Weiter gings nach Rostov na Danu, mein erstes Ziel in Russland. Die Grenze war nicht weiter schlimm. Zwei Stunden inklusive Durchsuchen des gesamten Gepaecks. Am naechtsten Tag fahre ich nach Wolgograd, das ehemalige Stalingrad. Die Stadt hat natuerlich noch immer einen etwas seltsamen Beigeschmack. Nachdem ich die Gedenkstaette der gefallenen Soldaten besucht hatte versuchte ich mich bei der Registrierungsbehoerde ordnungsgemaess als in Russland angekommen zu registrieren, was mir auch, obwohl dort niemand auch nur ansatzweise deutsch oder englisch sprach, innerhalb einer Stunde gelang. Nachdem mir Wolgograd nun doch nicht so wirklich gut gefiel fuhr ich am naechsten Tag die 400 km nach Astrakhan. Dort angekommen machte ich es so wie zumeist in den letzten Tagen wenn ich in eine neue Stadt komme. Rein ins Zentrum, in irgendeinen Gastgarten, auch wenn das hier nicht Gastgarten heisst, eine Kleinigkeit essen und abwarten. Und jedes mal kommen Leute die mich fragen woher ich komme, wohin ich fahre, wie teuer die BMW ist..., und manchmal unterhalte ich mich mit Menschen die kein Wort englisch oder Deutsch koennen ueber eine Stunde lang. So schien es auch in Astrakhan als mich ein junges Paar am Nebentisch an ihren Tisch bat. Hier allerdings der Unterschied. Sie sprach ein wenig englisch, er ein bisschen deutsch, und nach fuenf Minuten baten sie mir an ich koenne die nacht in ihrer Wohnung verbringen. Nicht falsch verstehen. Natuerlich bin ich vorsichtig, aber in diesem Fall reichte meine Menschenkenntnis auf jeden Fall aus um die Einladung ohne Bedenken anzunehmen. Abends die Stadt erkunden, Vodka trinken und am naechsten morgen fuehren mich die beiden no0ch ca 20 km aus der Stadt Richtung Kasachstan. Wo genau die Grenze ist wissen sie nicht. Ich verabschiede mich und frag mich durch. Auch die Kasachische Grenze ist keine Hexerei, Pass, Zoll, dawei... Die Landschaft veraendert sich Schlagartig, die Kasachische Steppe beginnt, ich sehe die ersten Kamele. Immer wieder Schaf und Pferdeherden. Unendliche Weiten. Ich fahre von der Strasse ab und baue mein Zelt irgendwo im Nirgendwo auf.
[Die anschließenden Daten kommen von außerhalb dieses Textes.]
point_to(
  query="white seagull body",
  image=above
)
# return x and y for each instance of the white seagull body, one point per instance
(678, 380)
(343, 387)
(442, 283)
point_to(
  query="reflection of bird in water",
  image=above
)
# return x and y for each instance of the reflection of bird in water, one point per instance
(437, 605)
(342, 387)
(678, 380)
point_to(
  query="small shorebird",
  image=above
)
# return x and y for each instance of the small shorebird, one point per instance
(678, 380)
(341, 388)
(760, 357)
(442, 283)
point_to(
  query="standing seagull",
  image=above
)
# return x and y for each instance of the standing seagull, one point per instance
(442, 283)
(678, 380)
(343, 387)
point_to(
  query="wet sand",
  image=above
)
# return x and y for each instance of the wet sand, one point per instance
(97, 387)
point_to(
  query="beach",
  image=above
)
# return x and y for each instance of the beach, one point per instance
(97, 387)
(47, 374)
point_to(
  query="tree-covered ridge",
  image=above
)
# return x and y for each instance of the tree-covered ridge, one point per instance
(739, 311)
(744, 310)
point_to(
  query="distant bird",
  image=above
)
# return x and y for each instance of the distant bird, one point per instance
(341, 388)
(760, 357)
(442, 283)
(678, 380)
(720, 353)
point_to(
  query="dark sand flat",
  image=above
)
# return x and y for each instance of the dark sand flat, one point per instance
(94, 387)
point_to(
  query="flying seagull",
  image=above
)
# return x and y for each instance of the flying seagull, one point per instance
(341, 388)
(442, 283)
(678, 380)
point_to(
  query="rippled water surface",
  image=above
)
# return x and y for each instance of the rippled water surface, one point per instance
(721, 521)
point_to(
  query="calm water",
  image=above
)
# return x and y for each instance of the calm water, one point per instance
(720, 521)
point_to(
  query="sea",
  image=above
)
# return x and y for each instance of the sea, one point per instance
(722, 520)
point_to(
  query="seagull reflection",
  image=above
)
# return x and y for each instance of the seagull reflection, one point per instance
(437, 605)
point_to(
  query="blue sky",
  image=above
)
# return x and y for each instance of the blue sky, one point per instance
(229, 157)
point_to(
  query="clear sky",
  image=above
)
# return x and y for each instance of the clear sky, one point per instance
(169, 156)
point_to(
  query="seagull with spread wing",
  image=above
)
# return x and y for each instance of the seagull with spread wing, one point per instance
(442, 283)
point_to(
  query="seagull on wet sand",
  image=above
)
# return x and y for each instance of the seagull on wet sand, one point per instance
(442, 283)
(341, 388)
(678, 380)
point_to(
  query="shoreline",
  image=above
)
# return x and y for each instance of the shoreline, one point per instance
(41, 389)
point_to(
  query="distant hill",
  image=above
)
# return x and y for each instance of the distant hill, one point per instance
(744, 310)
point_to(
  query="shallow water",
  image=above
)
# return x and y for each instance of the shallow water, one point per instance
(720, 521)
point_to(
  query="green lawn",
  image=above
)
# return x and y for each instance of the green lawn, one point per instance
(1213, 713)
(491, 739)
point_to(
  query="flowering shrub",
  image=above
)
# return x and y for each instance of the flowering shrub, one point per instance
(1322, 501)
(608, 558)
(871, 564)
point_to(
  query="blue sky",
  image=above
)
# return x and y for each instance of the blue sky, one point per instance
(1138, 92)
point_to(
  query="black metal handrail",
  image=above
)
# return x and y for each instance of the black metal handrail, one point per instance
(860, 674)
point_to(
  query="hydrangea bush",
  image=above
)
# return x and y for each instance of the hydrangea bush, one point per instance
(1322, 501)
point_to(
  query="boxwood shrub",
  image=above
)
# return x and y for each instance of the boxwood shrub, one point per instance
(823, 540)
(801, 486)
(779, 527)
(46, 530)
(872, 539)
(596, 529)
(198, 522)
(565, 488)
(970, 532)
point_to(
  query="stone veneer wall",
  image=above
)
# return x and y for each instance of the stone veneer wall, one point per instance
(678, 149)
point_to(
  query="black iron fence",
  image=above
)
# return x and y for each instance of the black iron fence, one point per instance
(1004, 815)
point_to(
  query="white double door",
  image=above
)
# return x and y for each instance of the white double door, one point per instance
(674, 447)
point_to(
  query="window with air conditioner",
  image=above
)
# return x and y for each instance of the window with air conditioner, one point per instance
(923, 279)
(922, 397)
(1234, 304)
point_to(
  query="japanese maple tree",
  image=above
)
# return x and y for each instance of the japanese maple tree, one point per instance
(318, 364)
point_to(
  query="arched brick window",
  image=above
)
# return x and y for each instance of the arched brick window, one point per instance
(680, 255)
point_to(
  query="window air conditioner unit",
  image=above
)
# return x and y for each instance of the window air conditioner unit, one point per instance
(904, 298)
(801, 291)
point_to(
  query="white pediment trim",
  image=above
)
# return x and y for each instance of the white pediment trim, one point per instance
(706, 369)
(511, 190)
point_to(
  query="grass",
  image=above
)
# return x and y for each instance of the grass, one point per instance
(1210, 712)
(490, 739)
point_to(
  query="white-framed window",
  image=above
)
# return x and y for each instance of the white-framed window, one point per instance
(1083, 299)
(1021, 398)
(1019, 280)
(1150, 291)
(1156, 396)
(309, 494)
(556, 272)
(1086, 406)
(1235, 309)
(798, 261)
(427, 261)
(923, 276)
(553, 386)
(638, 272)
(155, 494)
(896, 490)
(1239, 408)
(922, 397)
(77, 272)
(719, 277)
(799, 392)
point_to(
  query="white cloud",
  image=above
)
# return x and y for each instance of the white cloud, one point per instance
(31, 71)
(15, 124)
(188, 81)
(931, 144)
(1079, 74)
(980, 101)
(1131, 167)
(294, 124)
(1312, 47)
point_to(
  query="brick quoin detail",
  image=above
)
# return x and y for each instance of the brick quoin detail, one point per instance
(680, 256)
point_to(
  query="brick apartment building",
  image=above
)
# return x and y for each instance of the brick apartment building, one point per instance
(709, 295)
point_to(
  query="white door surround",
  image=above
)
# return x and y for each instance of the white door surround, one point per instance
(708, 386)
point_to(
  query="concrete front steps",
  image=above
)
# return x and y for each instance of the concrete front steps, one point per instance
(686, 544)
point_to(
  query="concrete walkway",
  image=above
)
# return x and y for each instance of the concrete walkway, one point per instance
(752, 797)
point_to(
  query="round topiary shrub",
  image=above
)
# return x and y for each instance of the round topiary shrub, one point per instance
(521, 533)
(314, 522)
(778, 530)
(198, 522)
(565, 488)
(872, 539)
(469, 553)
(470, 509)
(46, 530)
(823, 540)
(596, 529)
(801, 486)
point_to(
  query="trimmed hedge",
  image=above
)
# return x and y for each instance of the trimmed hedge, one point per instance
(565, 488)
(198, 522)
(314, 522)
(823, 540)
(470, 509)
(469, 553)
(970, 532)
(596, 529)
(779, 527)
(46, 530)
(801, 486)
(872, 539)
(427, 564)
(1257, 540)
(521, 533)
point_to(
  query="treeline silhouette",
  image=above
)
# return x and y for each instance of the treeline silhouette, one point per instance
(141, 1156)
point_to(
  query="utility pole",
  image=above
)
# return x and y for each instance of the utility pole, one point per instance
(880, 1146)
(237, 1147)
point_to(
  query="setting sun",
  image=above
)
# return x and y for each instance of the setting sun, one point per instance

Heute morgen dann ab nach Atyrau. in der Stadt angekommen, das gleiche Spiel. Ich bleibe stehen und die Leute fragen mich die ueblichen Fragen. Einer schenkt mir eine Flasche Cola, ein anderer faehrt mit seinem Auto voraus und zeigt mir den weg ins naechste Hotel, wo ich gerade diese Zeilen schreibe. Er hilft mir noch beim Einchecken, was aber dann gar nicht mehr notwendig ist, da die nette Dame an der Rezeption englisch spricht.
Das Hotel ist zwar nicht gerade billig, aber da ich die naechsten Tage wieder irgendwo in der Steppe schlafen werde und da heute Sonntag ist, goenne ich mir das noch einmal. Am nachmittag spaziere ich ueber die Uralbruecke zwischen Europa und Asien hin und her. Jetzt bin ich wohl wirklich schon ein schoenes Stueck gefahren.
Also, wahrscheinlich werde ich mich jetzt mal ein, zwei Wochen nicht melden koennen. Es geht weiter Richtung Aralsee, und da siehts mit Internet wohl ein wenig schlecht aus. Keine Sorgen machen. Bis dann. Ich meld mich wieder sobald es geht.